Around 1,000 Congress workers marched nearly six kilometre on Monday to present a memorandum to the district collector in central Gujarat city of Nadiad. The memorandum was prepared at the end of an one-week exercise wherein Congress workers reached out to the residents to understand the local issues they have been facing.
A brainchild of Rajya Sabha MP Shaktisinh Gohil, who was appointed Gujarat unit president of the party two months ago, the Jan Adhikar Padyatra will be taken out in 33 districts and eight municipal corporations areas over a period of three months.
Coming ahead of next year’s crucial Lok Sabha elections, the Padyatra is aimed at reconnecting with the masses after the party’s lowest ever tally of 17 seats in assembly elections in December 2022. The party has even failed to get official recognition for the opposition leader’s post.
Winning even a single seat in 2024 Lok Sabha elections will be an achievement for the Congress as the BJP had bagged all the 26 seats from Gujarat in the last two elections.
“Being the opposition party, it is our duty to raise people's voices,” Gohil told THE WEEK. He said the Congress is appealing to all those who have left the party and now have a change of heart to rejoin.
He said they are also appealing to BJP 'page presidents' to join the Congress and give the party a chance. “We are telling them that they have been used by the BJP,” he said.

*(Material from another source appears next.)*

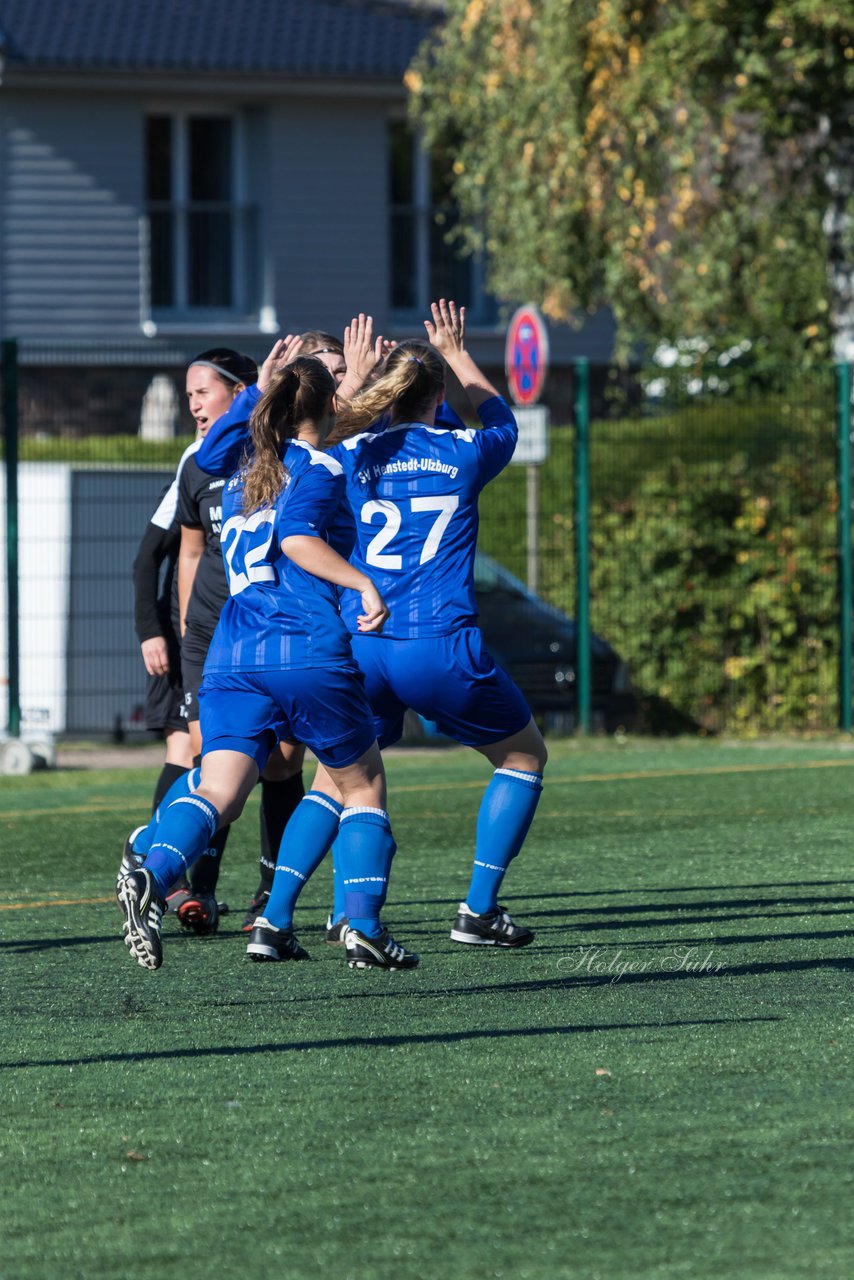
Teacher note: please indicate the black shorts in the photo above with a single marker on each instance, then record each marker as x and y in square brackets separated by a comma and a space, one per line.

'Page presidents' and 'page committee members' are part of a system devised by the BJP in Gujarat wherein party workers are given responsibility for each page of the electoral roll and remain in touch with the electorate of the area.
Before taking over as the state party chief, Gohil along with Congress workers had walked a stretch of over eight kilometres from the Sabarmati Ashram to the party’s headquarters in Ahmedabad.

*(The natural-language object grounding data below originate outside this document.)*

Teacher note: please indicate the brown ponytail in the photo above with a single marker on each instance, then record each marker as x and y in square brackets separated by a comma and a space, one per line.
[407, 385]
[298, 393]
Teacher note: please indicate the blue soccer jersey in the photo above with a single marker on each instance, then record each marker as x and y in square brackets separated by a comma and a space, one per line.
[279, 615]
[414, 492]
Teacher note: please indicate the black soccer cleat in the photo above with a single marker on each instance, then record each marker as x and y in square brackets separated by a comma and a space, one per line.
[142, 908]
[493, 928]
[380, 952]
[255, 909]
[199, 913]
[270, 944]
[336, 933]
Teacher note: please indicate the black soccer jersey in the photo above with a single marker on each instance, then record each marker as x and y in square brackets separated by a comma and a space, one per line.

Congress workers will be reaching out to the masses in all the 33 districts and eight municipal corporation areas before the yatra is taken out in the respective areas.
State Congress spokesperson Manish Doshi said it is a unique concept. He said that during the yatras, the party is keeping a desk – Haath se Haath Jodo (Joining Hands) – and the people who like the party’s ideology can join the party.

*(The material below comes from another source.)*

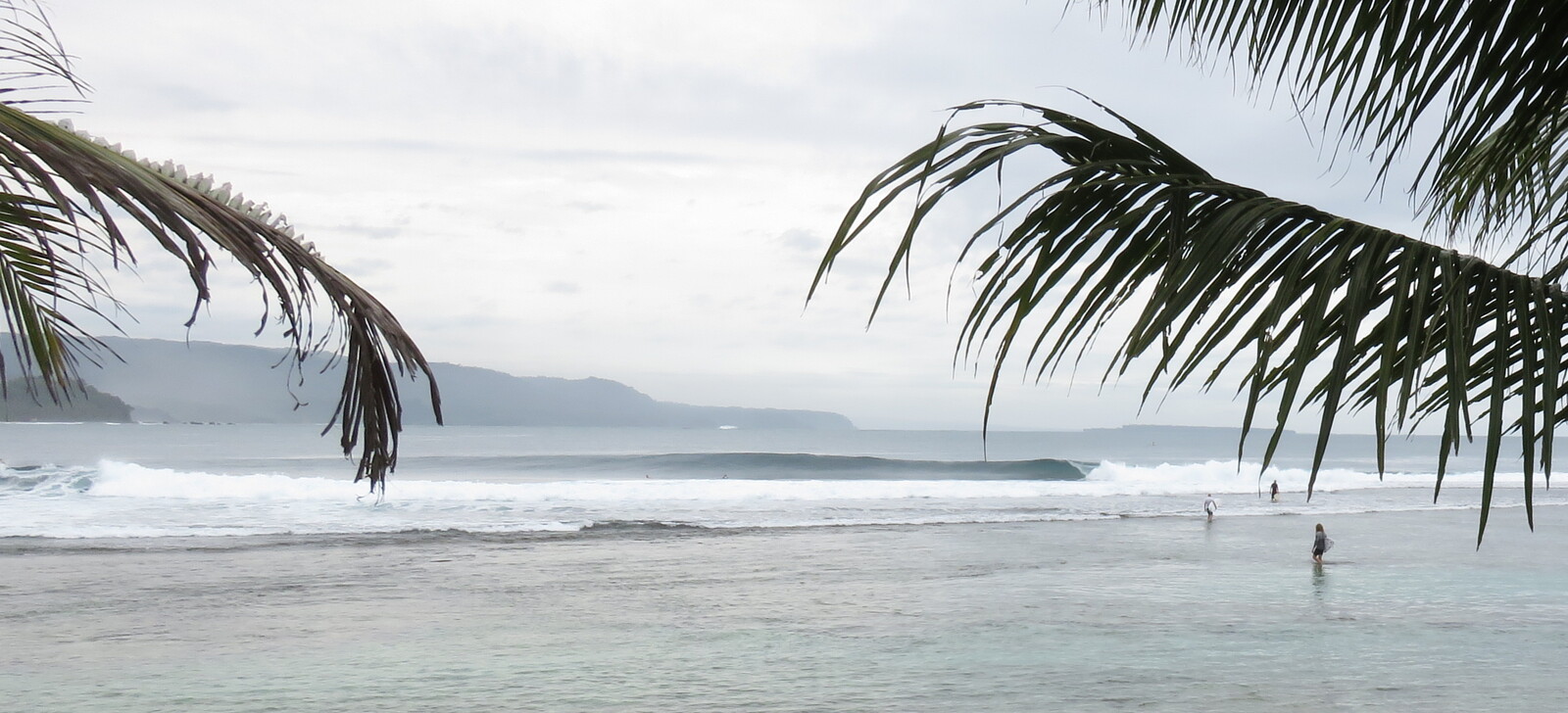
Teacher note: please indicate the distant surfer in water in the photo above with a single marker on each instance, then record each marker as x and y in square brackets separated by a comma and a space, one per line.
[1321, 545]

Ahmedabad-based political analyst Vidyut Joshi observed that it is a good beginning (the yatra), but it may not fully revive the party.
According to him, it is necessary to get into the details of what ails the Congress. Joshi said any party needs young blood for it to survive for a long time.
The Congress started facing the dearth of young blood after the Seva Dal became almost defunct in the 1980s. There needs to be indoctrination and the views of a person are formed when he/she is young, Joshi said.